Everything has a father of sorts and the world of plants is no different. Whether the focus of plants is through botany, landscaping, or agriculture, there have been great leaders that nurtured different studies of plants to life.
Starting at an early age, George Washington Carver, aka The Plant Doctor, grew a love for plants and learned all he could about them while creating his own gardens. He went on to create methods to prevent soil depletion as well as more than 300 different uses for peanuts that are still used today.
“I love to think of nature as an unlimited broadcasting station, through which God speaks to us every hour if we will only tune in.”

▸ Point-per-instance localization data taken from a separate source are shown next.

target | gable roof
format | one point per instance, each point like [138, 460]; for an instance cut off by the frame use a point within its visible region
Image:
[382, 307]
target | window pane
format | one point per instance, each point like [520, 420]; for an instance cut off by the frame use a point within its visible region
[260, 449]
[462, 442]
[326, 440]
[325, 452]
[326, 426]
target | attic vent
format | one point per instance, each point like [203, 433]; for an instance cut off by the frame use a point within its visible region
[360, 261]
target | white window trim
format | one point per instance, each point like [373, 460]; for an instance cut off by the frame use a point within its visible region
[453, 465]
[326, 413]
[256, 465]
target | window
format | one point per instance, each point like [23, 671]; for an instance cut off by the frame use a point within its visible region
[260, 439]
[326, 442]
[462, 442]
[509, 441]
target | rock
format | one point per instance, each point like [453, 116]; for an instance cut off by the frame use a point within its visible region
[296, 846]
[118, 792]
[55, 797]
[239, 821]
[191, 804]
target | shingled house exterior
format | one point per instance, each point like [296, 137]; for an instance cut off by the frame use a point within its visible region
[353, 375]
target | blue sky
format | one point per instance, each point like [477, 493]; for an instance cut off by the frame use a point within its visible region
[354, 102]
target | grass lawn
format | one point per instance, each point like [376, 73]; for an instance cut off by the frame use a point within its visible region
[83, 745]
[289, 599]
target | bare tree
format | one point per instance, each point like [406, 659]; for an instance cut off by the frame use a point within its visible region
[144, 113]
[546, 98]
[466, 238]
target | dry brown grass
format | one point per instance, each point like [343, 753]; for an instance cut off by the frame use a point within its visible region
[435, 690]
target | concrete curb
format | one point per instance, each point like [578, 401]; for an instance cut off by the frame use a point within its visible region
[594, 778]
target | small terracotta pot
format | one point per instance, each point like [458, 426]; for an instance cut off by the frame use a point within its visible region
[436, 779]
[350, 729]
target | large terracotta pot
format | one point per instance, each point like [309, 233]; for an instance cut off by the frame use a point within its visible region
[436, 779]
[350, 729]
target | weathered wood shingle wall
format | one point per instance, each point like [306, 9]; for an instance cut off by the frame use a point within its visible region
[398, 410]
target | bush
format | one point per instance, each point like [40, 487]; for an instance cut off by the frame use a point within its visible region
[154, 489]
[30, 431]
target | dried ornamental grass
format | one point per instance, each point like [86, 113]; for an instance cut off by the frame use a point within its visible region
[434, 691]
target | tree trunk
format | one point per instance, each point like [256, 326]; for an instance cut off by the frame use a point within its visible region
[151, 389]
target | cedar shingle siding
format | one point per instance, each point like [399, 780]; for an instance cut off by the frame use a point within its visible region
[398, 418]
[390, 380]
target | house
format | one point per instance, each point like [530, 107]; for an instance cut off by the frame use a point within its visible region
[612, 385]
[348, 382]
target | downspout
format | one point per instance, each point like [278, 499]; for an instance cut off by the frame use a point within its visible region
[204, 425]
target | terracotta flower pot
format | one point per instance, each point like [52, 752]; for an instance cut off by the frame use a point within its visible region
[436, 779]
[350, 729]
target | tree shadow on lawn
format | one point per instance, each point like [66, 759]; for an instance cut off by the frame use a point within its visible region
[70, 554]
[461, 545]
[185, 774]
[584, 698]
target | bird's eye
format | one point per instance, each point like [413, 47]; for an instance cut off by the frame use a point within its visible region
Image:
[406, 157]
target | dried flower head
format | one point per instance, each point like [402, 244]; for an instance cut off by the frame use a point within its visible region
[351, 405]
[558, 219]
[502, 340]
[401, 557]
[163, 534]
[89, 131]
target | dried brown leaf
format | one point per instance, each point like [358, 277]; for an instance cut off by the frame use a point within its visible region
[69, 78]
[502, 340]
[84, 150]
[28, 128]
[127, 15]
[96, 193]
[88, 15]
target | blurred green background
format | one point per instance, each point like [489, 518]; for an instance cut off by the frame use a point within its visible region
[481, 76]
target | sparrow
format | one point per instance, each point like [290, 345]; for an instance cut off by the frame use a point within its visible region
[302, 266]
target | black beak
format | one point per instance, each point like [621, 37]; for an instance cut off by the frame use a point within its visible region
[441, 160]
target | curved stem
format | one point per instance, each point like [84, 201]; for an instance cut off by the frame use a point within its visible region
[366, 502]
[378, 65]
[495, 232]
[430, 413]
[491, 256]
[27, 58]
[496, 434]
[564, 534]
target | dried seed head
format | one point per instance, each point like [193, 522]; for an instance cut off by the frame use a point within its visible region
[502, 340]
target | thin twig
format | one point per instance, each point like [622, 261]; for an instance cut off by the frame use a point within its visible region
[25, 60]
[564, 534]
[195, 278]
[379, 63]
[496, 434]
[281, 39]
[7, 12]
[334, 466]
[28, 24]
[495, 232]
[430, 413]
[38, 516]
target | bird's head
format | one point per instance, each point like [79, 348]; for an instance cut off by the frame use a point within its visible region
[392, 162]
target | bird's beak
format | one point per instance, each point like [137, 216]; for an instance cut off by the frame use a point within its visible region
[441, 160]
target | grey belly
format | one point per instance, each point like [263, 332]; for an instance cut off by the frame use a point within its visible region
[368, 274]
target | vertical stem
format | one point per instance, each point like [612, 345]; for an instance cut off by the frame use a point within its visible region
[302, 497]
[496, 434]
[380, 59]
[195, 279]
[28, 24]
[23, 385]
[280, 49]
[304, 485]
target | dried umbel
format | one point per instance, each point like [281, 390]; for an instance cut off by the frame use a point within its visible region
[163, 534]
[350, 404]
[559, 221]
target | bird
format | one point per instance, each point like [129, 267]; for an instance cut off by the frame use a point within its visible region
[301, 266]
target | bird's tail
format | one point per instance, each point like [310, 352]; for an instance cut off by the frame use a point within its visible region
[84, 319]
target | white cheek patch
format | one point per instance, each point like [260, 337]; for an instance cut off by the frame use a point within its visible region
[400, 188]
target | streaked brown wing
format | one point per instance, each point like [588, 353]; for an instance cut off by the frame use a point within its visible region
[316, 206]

Liberty Hyde Bailey took the craft of horticulture to a learned science when he developed the first distinctively horticultural laboratory in the United States at Michigan State Agricultural College (now Michigan State University.) He taught and published extensively, elevating the field of horticulture and botany and co-founding the American Society for Horticultural Science. Oh, and fellow 4-H members, he was instrumental in the start of that movement too.
“Give the children an opportunity to make a garden. Let them grow what they will. It matters less that they grow good plants than that they try for themselves.”
Dr. Norman Borlaug, Father of the Green Revolution, was the first agriculturalist to receive a Nobel Peace Prize for his work. His efforts include developing a hardier, more nutritious variety of wheat, which has greatly impacted the effort towards reducing world hunger.
“Almost certainly, however, the first essential component of social justice is adequate food for all mankind.”
Those are just three of the amazing influences on the way that we grow, cultivate, and harvest plants today. Make sure you tell your favorite fatherly garden influence how much you appreciate him this Father’s Day!